The @NDP_HQ group campaigned for what they thought was electability –a major shift rightwards towards insistence on a balanced budget above all else– instead of representing a broad Canadian consensus in favour of social justice and human rights at home and abroad, or educating the Canadian mainstream on the wisdom of investing in infrastructure and institutions while the cost of loans is so low.
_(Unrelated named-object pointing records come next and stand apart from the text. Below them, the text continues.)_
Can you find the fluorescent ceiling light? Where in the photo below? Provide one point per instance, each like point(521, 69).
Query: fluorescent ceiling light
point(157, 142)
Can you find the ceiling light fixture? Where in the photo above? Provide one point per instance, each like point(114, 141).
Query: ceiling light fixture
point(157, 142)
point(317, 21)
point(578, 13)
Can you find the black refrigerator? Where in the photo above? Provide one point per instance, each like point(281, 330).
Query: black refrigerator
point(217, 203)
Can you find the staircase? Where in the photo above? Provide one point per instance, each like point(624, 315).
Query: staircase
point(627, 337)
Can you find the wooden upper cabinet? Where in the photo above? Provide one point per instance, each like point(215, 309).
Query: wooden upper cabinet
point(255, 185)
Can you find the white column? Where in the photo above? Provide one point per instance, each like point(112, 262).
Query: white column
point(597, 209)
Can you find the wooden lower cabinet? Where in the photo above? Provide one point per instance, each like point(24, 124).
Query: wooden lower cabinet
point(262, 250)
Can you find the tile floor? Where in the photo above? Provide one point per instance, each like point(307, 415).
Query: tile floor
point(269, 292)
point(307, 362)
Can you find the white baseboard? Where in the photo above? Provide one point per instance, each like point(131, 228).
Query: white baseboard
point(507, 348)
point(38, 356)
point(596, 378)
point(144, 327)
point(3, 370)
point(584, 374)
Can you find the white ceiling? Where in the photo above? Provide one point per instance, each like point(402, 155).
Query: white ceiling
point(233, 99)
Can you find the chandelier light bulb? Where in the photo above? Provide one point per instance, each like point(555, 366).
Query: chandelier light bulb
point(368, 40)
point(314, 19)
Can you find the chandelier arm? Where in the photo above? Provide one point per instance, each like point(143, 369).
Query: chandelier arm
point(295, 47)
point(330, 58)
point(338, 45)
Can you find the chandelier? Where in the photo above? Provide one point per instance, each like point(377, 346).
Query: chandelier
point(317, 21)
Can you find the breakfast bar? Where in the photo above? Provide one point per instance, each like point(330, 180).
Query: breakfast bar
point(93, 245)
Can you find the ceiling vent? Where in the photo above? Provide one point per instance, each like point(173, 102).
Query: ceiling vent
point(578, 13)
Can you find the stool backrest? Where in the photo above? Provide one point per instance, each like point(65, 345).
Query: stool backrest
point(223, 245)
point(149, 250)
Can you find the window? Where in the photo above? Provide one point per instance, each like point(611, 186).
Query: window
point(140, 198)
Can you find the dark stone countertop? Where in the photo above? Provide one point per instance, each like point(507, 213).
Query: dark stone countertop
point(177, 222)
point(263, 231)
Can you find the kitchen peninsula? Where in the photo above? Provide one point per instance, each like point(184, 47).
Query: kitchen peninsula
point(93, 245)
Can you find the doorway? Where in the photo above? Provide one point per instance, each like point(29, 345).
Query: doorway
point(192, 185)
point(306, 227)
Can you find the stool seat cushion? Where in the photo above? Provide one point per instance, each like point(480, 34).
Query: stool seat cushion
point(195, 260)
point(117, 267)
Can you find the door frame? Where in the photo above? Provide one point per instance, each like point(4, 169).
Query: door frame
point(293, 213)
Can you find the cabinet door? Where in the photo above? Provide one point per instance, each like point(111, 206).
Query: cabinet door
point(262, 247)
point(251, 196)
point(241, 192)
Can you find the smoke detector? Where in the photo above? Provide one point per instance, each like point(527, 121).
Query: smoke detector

Somebody once defined leadership as determining which way people were going and pushing to the head of the line. The Liberal Party, so much more experienced at reading the political tea leaves, positioned itself accordingly — and won.

These choices are not made by party leaders in isolation. The leaders, however, are in practice more answerable to their party’s insiders than to the membership. Members — or, rather, those whose votes are counted at a party convention– can opt to review or oust a leader. The downside of the top-down leadership model is the tendency to assume replacing a leader who lost an election is all that is needed The reality is that, just as responsibility for the choice of leader and election platform lies mainly with the party’s insiders, the responsibility for changing that model lies with the membership as a whole.

Dobbin says:
“In fact decades of observing the NDP from the outside has convinced me that loyalty is far and away the most important principle in the party’s culture. […] Loyalty is an important principle in any party. And if the NDP had a leader who knew when to get off the stage, it need not be a problem for the party.”

It seems to me that the loyalty should be to the party’s principles, not to the leader or party brand and if the membership made that clear, it would not matter so much who sat in the leader’s chair. In practice, of course, that’s not how it works now.

Over a decade ago, the GPC made a similar choice, opting for a rightward swing and electoral Realpolitik, hoping to win seats in the House by behaving like the mainstream parties. It did not work. It did drive the “fundi” [principles-oriented] Greens out of the party, at least for that leader’s tenure. The NDP has likewise alienated successive waves of Canadians hoping for real change in our political culture.

It is highly ironic that such changes — concern for sustainability in the face of climate change, fair dealing with First Nations and Inuit peoples, government transparency, commitment to human rights at home and abroad, etc. — are now at the forefront of discourse in the House thanks to a Liberal Party more known for its corporate cronies and cynical backroom international trade deals than for “sunny ways.”

It remains to be seen whether those campaign promises will prevail over the LPC’s insider establishment. (Maintaining the sale of weaponized LAVs to Saudi Arabia is not a good sign.) But I suspect that, given its third-party status, the NDP could do worse than hang onto “Angry Beard” Mulcair for now … as long as they can make it clear to him and party HQ that political opportunism is *not* an acceptable substitute for principled positions on matters that affect everyone and the planet.

P.S. On the matter of party leaders, shortly the NDP will be debating (probably hotly) whether to launch its leadership review; given the number of disgruntled “Dippers” there is some question whether Tom Mulcair can stay in the job with the required 50%+1 or would need the support of a full 70% at the convention.

P.s.S. It may be of interest that the Conservative Party’s leadership race is a year off but, well before the official declarations of candidacy, one contender is already fundraising outside her home province. And, unlike the NDP, the Conservatives allow their leadership candidates to spend up to *five million dollars* on their campaigns. I think that suggests something about future earnings prospects, don’t you?